Substituting file links with VCS links in the Simple Repository API

Hi! We are using a local index based off PEP 503 to serve our local packages.

It is not mentioned in PEP 503 (so it’s not officially part of the spec), but replacing links to dist files in the index with VCS links works if the #egg fragment is used to specify package name and version.

i.e. replacing:

<!DOCTYPE html>
<html>
  <body>
    <a href="https://example.org/group/package-1.0.0.tar.gz">package-1.0.0.tar.gz</a>
  </body>
</html>

with:

<!DOCTYPE html>
<html>
  <body>
    <a href="git+https://git@example.org/group/package@1.0.0#egg=package-1.0.0">package@1.0.0</a>
  </body>
</html>

This allows us to install source-based distributions directly from our git repos. However, I am wondering if it might be by chance, or even somewhat of a hack, that this works since not part of PEP 503. Indeed, it states:

The href attribute MUST be a URL that links to the location of the file for download, and the text of the anchor tag MUST match the final path component (the filename) of the URL.

An issue is that since egg distributions are now deprecated (The Internal Structure of Python Eggs - setuptools 74.0.0.post20240830 documentation), the #egg fragment, although currently supported by pip (pip install - pip documentation v24.2), seems a bad idea to use (or is it in plans to continue using egg_info?)

Therefore:

  1. Is it conceivable to officially allow the index to point to a VCS?
  2. Is there a replacement for the #egg fragment? i.e. what can I use to specify package name and version when linking to VCS? Looking at pip’s source code, there doesn’t seem to be.

Naively, I tried to have our index set the anchor’s href value a PEP 508 URL:

package@git+https://git@example.org/group/package@1.0.0

but this fails with pip complaining that the trailing .0 is not a supported file format.

So while I can do from the CLI:
pip install package@git+https://git@example.org/group/package@1.0.0,
I cannot use this link in my index since pip expects a file if an #egg fragment is not present.

Conversely, if an #egg fragment is present, pip doesn’t check if the link is to a file, and retains it as a candidate for installation.

You could propose a PEP to update the index spec to allow for it.

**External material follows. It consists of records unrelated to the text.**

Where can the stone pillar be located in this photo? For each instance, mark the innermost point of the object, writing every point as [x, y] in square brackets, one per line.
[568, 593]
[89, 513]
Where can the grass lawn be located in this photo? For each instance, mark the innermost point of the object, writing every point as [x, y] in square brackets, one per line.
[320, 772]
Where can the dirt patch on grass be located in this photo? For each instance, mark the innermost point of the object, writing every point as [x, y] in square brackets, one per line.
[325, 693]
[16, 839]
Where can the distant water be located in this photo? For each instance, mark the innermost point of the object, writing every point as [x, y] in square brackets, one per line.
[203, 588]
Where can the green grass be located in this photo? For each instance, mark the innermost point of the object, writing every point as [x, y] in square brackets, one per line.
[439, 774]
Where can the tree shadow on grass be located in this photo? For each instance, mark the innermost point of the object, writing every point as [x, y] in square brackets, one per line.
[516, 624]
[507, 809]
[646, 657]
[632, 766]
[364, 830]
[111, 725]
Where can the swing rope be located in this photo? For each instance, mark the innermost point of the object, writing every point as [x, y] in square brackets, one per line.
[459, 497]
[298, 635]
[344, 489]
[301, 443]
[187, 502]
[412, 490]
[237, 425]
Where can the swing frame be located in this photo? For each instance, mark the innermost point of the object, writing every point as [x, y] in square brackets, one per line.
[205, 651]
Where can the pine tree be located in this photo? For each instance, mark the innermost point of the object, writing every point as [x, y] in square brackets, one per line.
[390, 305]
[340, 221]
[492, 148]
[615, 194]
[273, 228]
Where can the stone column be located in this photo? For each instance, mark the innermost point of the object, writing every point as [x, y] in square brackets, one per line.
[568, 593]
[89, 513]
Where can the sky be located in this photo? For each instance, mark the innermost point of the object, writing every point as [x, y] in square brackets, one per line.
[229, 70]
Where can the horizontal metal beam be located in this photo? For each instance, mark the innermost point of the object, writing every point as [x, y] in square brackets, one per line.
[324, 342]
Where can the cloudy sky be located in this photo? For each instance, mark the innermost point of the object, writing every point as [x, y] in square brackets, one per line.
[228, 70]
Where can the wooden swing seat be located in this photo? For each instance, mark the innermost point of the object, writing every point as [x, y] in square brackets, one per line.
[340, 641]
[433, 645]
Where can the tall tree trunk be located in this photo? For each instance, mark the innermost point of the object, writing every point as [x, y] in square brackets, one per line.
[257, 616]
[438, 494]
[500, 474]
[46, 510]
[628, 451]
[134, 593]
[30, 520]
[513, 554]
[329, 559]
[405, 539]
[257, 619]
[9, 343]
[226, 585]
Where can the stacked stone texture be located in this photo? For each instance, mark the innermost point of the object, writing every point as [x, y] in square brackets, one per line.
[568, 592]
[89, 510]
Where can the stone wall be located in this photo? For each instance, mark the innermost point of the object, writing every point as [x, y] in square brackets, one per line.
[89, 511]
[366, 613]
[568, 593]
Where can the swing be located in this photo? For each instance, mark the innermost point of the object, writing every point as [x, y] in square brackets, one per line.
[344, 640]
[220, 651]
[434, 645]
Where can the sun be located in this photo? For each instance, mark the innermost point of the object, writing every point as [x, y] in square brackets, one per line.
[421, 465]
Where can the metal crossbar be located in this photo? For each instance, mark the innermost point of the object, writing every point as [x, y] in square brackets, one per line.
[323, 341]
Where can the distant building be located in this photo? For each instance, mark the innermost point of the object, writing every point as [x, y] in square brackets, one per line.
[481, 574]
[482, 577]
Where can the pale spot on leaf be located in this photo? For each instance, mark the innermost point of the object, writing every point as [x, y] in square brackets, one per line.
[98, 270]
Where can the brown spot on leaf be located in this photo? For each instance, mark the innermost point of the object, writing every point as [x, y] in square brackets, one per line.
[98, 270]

@brettcannon Thank you for your response. This topic has not gathered much interest. I may make a proposal but it seems a little intimidating to me.

1 Like

I am surprised this works. Have you tried other installers besides pip?

I am not sure I like the idea. In principle this seems helpful of course, but I am not sure it belongs in the Simple Repository API, it feels a bit against the spirit of this API.

Just a random opinion, don’t let this discourage you from pushing the idea further.

1 Like

I’m similarly surprised this works, and I would bet a nominal amount of money that it’s an implementation quirk :slightly_smiling_face:

Egg uploads to PyPI have been disabled since PEP 715 last year, and there’s been some intermittent discussion about killing off #egg fragment support entirely (since it’s unstandardized + functionally overlaps with the standard PEP 508 syntax): Killing off the `egg=` fragment once and for all?

I’m absolutely certain that if it works, it’s an implementation quirk. The simple API spec says

The href attribute MUST be a URL that links to the location of the file for download

While it doesn’t give any details, I’d be perfectly comfortable assuming that “links…for download” implies something that urllib.request.urlopen or requests.get can fetch a file from - to hte extent that I’d support that as a proposed clarification to the spec. We certainly can’t assume that all simple repository API clients are able to handle git+https URLs…

2 Likes

Thank you for all your responses.

After reading the PEP 503 and some of pip’s source code, my impression is that it’s not by design that it works.

@sinoroc

I am surprised this works. Have you tried other installers besides pip?

It doesn’t work with uv. uv does not support the #egg fragment in the URL and removing it from the URL basically removes the package name and version information (which now both pip and uv cannot find).

It’s certainly useful for us at my organization. We use it with an internal self-hosted Gitlab instance to serve our packages via a package index. I’ve begun to use Gitlab’s package registry feature to serve wheels and do it the proper way.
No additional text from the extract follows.